You have to create inputs.

Give me your email address and I will send you templates with Kontakt if you wish.


----------



## José Herring (Dec 17, 2012)

gsilbers @ Mon Dec 17 said:


> josejherring @ Mon Dec 17 said:
> 
> 
> > gsilbers @ Mon Dec 17 said:
> ...



If you open up one instance of VEPro and connect to server in Cubase then you have access to as many audio outputs from VEPro to input in to Cubase as you want. There may be a limit but I haven't reached it. Like I said, I have 1 instances of VEPro serving 40 outputs up to Cubase that Cubase accepts as discrete inputs. So yes every Kontakt instances that I use in VEPro has it's own output from vepro into Cubase.

For example. One instances of VEPro has 20 Kontakt plugins. The Kontakt plugins are routed 1/2 3/4 5/6 7/8...ect... 

It wouldn't matter if one plugin was from a different company. It would still have its own output from VEPro to its own input in Cubase.
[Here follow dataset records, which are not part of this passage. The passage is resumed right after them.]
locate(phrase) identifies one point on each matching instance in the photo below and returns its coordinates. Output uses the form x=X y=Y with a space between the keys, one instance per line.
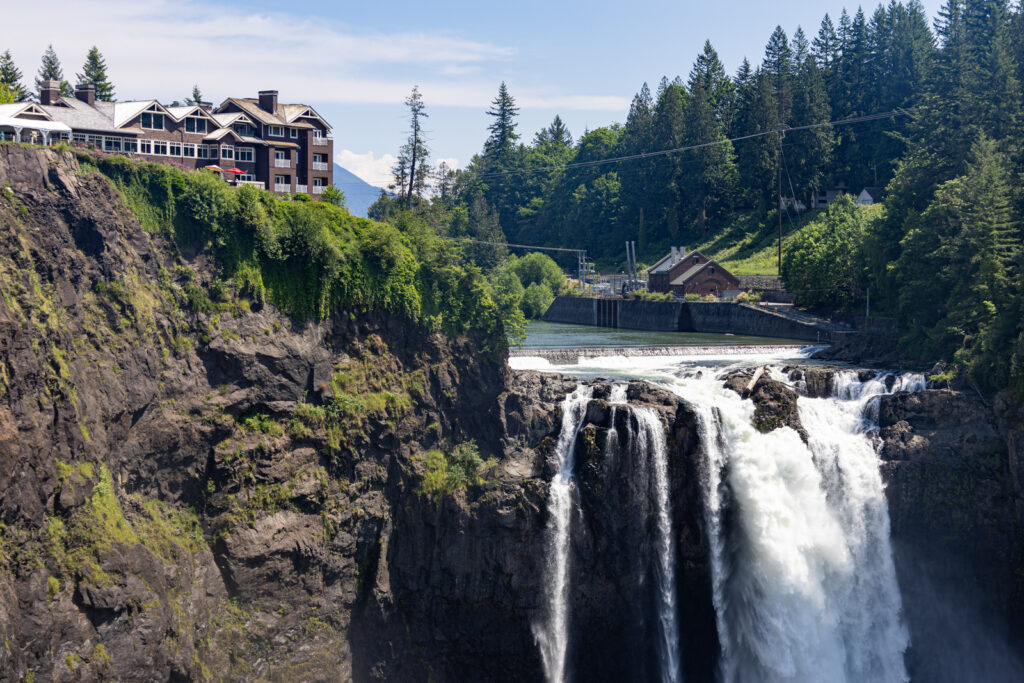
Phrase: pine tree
x=709 y=74
x=94 y=74
x=824 y=47
x=811 y=148
x=710 y=175
x=411 y=170
x=10 y=76
x=501 y=141
x=50 y=70
x=778 y=69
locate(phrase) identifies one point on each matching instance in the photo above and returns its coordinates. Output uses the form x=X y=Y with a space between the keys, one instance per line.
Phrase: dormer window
x=153 y=121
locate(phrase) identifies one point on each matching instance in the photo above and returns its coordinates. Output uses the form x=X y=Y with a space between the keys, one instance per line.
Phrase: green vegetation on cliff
x=310 y=259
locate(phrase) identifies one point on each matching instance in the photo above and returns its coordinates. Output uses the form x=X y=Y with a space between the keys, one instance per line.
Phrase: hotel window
x=153 y=121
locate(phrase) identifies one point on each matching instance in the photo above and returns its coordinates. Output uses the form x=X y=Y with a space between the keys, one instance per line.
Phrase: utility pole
x=778 y=173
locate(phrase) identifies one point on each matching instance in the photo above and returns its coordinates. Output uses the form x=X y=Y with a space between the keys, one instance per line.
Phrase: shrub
x=446 y=474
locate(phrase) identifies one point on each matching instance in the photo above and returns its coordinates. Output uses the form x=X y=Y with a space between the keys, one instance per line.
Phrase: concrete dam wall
x=711 y=316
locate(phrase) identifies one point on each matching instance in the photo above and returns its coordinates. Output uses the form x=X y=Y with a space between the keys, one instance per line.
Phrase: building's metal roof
x=681 y=280
x=34 y=124
x=80 y=116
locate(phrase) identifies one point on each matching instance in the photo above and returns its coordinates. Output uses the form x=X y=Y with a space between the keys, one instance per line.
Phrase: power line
x=662 y=153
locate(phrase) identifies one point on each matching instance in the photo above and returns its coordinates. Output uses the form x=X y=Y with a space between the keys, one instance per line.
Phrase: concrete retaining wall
x=711 y=316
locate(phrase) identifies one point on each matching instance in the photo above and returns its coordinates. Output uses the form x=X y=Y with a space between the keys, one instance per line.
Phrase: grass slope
x=748 y=245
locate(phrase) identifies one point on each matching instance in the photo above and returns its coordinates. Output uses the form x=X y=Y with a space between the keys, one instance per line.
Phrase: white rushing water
x=652 y=442
x=553 y=634
x=803 y=579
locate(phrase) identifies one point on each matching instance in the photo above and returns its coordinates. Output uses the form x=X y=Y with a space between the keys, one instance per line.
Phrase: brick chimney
x=268 y=100
x=86 y=92
x=49 y=92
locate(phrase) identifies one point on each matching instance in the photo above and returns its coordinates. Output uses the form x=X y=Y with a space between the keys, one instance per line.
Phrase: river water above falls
x=802 y=575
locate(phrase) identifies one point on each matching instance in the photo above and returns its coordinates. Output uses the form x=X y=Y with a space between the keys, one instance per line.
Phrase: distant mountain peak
x=358 y=194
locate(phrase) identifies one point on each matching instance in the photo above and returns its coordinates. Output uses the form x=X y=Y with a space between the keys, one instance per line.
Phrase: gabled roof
x=125 y=112
x=295 y=112
x=80 y=116
x=279 y=118
x=681 y=280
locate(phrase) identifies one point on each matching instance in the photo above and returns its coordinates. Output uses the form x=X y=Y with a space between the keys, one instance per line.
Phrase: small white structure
x=867 y=197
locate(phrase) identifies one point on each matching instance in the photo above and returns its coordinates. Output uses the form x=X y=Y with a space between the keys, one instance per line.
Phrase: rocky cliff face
x=202 y=488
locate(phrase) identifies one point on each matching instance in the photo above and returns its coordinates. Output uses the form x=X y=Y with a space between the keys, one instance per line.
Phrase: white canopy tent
x=15 y=129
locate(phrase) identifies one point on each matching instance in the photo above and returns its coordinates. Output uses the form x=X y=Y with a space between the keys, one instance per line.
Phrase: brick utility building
x=285 y=148
x=684 y=273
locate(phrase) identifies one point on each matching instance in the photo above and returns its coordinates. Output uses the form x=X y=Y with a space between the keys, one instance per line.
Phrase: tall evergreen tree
x=778 y=69
x=10 y=76
x=810 y=150
x=824 y=47
x=50 y=70
x=94 y=74
x=709 y=75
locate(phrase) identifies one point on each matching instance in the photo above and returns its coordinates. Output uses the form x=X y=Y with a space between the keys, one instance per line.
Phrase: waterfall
x=803 y=579
x=652 y=442
x=552 y=635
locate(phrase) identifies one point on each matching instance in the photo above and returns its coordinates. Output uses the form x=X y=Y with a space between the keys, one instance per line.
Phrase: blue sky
x=355 y=61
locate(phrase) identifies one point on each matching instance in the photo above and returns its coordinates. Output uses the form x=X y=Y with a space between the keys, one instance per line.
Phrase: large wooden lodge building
x=285 y=148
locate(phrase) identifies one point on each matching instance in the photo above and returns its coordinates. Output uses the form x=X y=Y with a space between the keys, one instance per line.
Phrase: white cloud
x=373 y=169
x=159 y=48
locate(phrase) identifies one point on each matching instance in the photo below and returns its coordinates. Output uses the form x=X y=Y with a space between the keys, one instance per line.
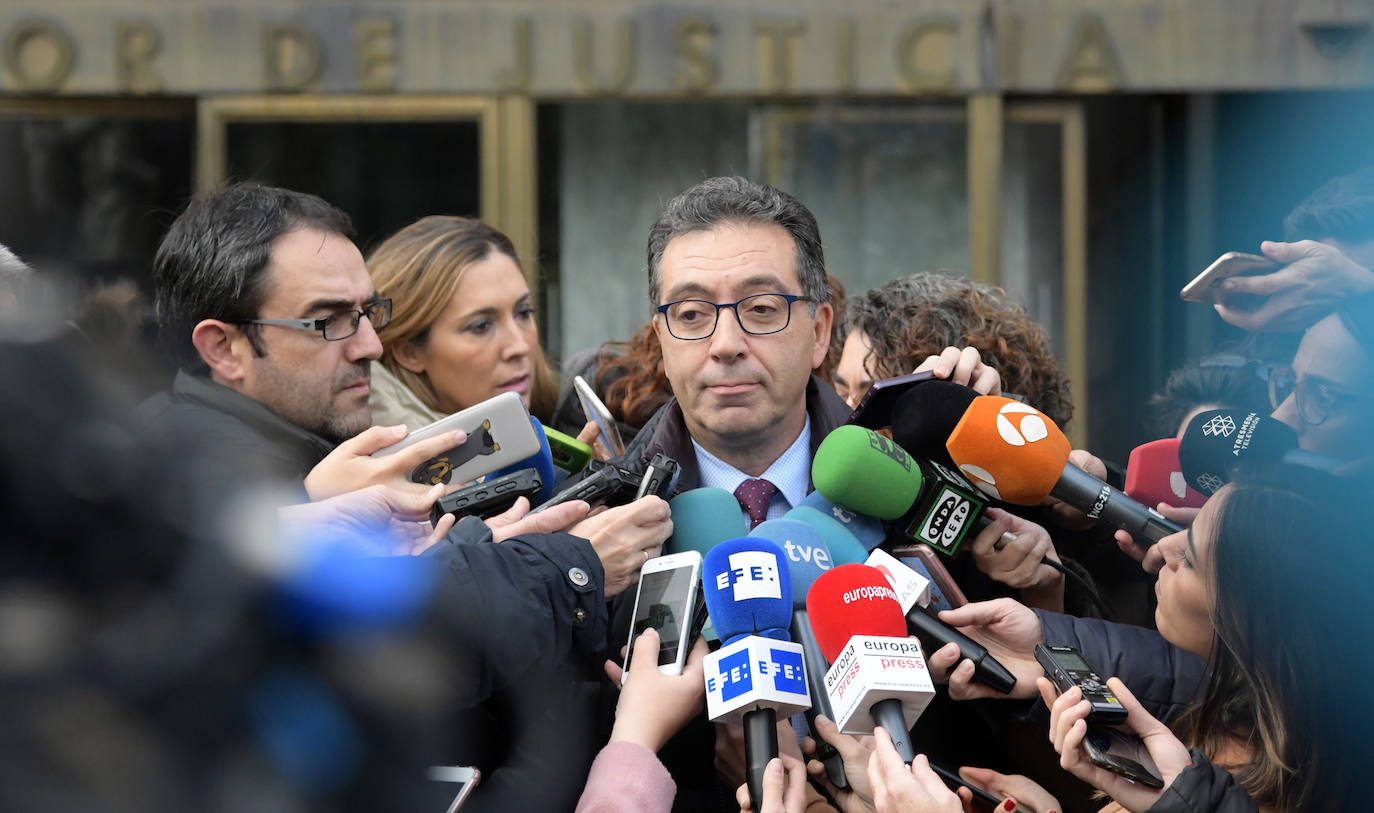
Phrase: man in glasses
x=1327 y=394
x=268 y=312
x=737 y=279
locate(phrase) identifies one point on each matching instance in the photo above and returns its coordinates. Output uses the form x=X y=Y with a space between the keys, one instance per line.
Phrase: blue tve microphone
x=543 y=463
x=844 y=547
x=757 y=673
x=866 y=529
x=808 y=556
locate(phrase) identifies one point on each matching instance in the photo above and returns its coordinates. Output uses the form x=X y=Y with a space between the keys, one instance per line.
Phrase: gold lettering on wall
x=1090 y=62
x=520 y=76
x=374 y=43
x=584 y=58
x=293 y=58
x=39 y=55
x=845 y=72
x=926 y=54
x=775 y=54
x=135 y=46
x=697 y=70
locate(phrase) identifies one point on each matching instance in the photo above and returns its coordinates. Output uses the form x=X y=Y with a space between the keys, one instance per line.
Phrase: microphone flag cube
x=756 y=672
x=944 y=512
x=911 y=587
x=871 y=669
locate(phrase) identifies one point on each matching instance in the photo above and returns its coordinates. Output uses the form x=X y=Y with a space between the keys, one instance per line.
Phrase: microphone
x=844 y=547
x=540 y=462
x=1153 y=475
x=704 y=518
x=807 y=559
x=913 y=593
x=1218 y=440
x=759 y=672
x=1014 y=452
x=924 y=420
x=878 y=676
x=866 y=529
x=863 y=471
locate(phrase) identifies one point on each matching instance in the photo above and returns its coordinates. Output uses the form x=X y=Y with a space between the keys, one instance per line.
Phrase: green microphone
x=867 y=473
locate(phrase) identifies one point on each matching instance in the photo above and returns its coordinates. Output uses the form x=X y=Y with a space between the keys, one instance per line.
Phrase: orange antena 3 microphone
x=1016 y=453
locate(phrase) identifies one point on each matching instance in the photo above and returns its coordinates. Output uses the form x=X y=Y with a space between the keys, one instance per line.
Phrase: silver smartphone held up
x=499 y=433
x=1204 y=286
x=594 y=409
x=668 y=599
x=463 y=776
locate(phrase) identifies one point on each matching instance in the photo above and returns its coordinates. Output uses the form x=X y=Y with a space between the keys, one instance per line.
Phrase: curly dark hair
x=918 y=315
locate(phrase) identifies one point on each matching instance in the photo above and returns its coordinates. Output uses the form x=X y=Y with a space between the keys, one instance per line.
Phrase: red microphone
x=1154 y=475
x=1016 y=453
x=877 y=674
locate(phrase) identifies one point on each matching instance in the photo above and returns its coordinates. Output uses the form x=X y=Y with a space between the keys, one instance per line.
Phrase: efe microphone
x=757 y=673
x=807 y=559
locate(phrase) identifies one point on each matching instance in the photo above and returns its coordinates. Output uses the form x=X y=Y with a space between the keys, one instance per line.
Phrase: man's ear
x=408 y=356
x=223 y=348
x=822 y=322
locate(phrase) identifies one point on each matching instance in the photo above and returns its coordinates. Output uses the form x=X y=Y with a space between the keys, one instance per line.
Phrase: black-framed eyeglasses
x=1314 y=398
x=759 y=315
x=337 y=327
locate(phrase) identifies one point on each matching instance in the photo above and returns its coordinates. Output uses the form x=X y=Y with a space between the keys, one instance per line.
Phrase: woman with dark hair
x=1270 y=587
x=462 y=323
x=895 y=327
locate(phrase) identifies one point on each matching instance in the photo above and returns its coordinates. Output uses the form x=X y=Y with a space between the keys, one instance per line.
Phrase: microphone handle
x=1101 y=501
x=760 y=747
x=935 y=633
x=816 y=668
x=888 y=714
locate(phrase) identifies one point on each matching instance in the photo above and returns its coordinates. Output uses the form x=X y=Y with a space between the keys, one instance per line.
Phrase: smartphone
x=594 y=409
x=874 y=409
x=463 y=776
x=489 y=497
x=1121 y=753
x=1202 y=287
x=667 y=599
x=568 y=452
x=498 y=434
x=1066 y=668
x=944 y=592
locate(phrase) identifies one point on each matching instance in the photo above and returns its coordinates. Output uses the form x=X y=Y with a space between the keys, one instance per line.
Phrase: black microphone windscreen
x=1218 y=440
x=924 y=418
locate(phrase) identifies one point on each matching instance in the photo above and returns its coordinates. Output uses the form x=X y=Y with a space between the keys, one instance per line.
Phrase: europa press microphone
x=877 y=674
x=928 y=501
x=759 y=672
x=807 y=559
x=1014 y=452
x=1218 y=440
x=878 y=677
x=913 y=593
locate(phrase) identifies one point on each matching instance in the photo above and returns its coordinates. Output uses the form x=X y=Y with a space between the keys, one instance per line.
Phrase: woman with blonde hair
x=462 y=323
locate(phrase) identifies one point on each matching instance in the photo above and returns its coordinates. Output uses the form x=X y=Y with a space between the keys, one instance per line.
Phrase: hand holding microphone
x=1009 y=629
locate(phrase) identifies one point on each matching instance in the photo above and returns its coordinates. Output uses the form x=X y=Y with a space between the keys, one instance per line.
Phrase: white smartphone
x=499 y=433
x=1202 y=287
x=669 y=600
x=594 y=409
x=463 y=776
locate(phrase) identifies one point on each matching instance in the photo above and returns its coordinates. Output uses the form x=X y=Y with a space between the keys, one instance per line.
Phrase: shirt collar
x=790 y=471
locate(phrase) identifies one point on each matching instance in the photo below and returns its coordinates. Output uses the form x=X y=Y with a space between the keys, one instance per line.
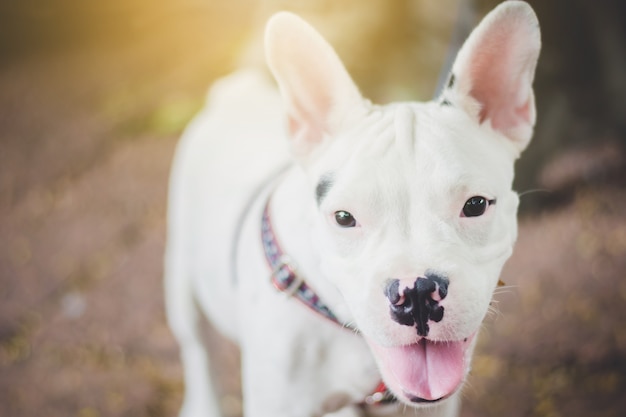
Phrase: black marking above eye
x=345 y=219
x=323 y=187
x=476 y=206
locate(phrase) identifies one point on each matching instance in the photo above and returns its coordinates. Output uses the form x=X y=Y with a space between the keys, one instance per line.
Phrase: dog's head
x=416 y=215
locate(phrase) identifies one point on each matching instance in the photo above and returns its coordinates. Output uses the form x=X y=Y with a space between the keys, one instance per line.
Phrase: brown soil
x=87 y=135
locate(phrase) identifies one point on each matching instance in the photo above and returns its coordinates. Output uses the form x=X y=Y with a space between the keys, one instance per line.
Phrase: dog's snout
x=418 y=304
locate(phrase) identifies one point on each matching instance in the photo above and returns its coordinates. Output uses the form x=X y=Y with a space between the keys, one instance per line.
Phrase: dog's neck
x=294 y=212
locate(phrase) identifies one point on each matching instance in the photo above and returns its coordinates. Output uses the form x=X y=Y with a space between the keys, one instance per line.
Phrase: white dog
x=355 y=279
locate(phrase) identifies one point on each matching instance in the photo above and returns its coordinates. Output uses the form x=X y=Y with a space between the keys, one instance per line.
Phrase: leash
x=285 y=279
x=284 y=276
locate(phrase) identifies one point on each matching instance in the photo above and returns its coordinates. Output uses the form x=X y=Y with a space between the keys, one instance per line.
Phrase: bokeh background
x=93 y=97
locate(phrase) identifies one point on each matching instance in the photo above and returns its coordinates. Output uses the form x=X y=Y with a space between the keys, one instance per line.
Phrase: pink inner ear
x=498 y=65
x=500 y=81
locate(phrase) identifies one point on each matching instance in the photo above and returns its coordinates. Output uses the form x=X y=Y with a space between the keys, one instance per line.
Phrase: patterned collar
x=285 y=279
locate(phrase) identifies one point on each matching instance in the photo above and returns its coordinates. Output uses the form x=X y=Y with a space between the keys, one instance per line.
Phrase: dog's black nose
x=419 y=304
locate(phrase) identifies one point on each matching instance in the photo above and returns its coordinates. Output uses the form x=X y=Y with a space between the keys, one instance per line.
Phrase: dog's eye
x=345 y=219
x=476 y=206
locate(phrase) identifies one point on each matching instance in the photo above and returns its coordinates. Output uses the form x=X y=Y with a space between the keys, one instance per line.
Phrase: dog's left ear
x=493 y=73
x=318 y=91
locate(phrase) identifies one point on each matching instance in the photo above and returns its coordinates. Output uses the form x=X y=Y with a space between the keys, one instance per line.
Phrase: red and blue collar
x=285 y=279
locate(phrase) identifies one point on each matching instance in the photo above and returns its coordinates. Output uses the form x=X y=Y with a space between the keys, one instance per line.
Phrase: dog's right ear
x=493 y=73
x=319 y=94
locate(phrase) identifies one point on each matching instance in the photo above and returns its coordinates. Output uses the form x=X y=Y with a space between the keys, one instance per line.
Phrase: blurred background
x=93 y=97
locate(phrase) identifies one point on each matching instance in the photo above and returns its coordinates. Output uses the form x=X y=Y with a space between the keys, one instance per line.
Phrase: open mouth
x=424 y=372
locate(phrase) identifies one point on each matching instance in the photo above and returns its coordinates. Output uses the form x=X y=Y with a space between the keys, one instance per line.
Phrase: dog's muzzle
x=419 y=304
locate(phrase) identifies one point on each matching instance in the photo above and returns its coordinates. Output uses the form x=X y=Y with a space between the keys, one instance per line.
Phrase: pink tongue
x=426 y=370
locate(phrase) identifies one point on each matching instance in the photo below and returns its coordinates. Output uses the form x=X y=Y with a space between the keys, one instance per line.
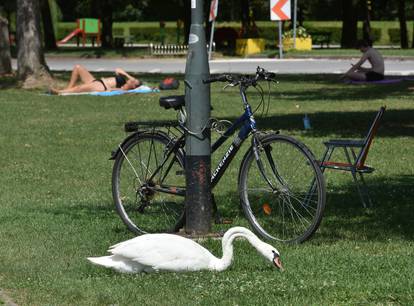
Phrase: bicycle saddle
x=175 y=102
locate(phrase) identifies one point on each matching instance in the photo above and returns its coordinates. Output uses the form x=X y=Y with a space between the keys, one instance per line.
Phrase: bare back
x=375 y=59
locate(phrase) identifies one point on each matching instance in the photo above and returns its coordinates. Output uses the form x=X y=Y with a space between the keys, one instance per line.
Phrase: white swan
x=168 y=252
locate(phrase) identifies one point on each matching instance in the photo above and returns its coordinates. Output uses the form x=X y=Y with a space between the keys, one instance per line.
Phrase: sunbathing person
x=374 y=73
x=121 y=81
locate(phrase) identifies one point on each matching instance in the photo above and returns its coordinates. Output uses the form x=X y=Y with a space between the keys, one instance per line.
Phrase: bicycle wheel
x=282 y=189
x=145 y=179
The be honest I have nothing against Logic but if I had to do what needs to be done in Logic to get VEPro to work the way it should, I'd not use VEPro. I would use something else. I would get a slave to host VEPro and hardwire the outputs instead.


----------



## EastWest Lurker (Dec 17, 2012)

Once you have your templates set up, it is a breeze. I have helped probably 12 composers in LA with the tandem and they are all pretty happy.


----------



## gsilbers (Dec 17, 2012)

thanks again. i guess its the part of crating inputs that worked. 
the template is fine. i forgot to mentioned that the reason for this was to have event input VEP plugin and audio input VEP pluign be routed to the same VEP intance and i could bounce in place. 

right now bounce in place is heaven for me. the the 16 ch midi limitation makes it hell to connect sooo many intances. 

so i thought the event iput/audio input VEP plugins would of work for this .. and for some reason think no else in the VEP forum realize this


----------



## gsilbers (Dec 17, 2012)

EastWest Lurker @ Mon Dec 17 said:


> Once you have your templates set up, it is a breeze. I have helped probably 12 composers in LA with the tandem and they are all pretty happy.



btw how does the transform work in the environment?
i see it changes program but not sure about the details


----------



## EastWest Lurker (Dec 17, 2012)

gsilbers @ Mon Dec 17 said:


> EastWest Lurker @ Mon Dec 17 said:
> 
> 
> > Once you have your templates set up, it is a breeze. I have helped probably 12 composers in LA with the tandem and they are all pretty happy.
> ...



What do you want to transform, cc7 to cc11?


----------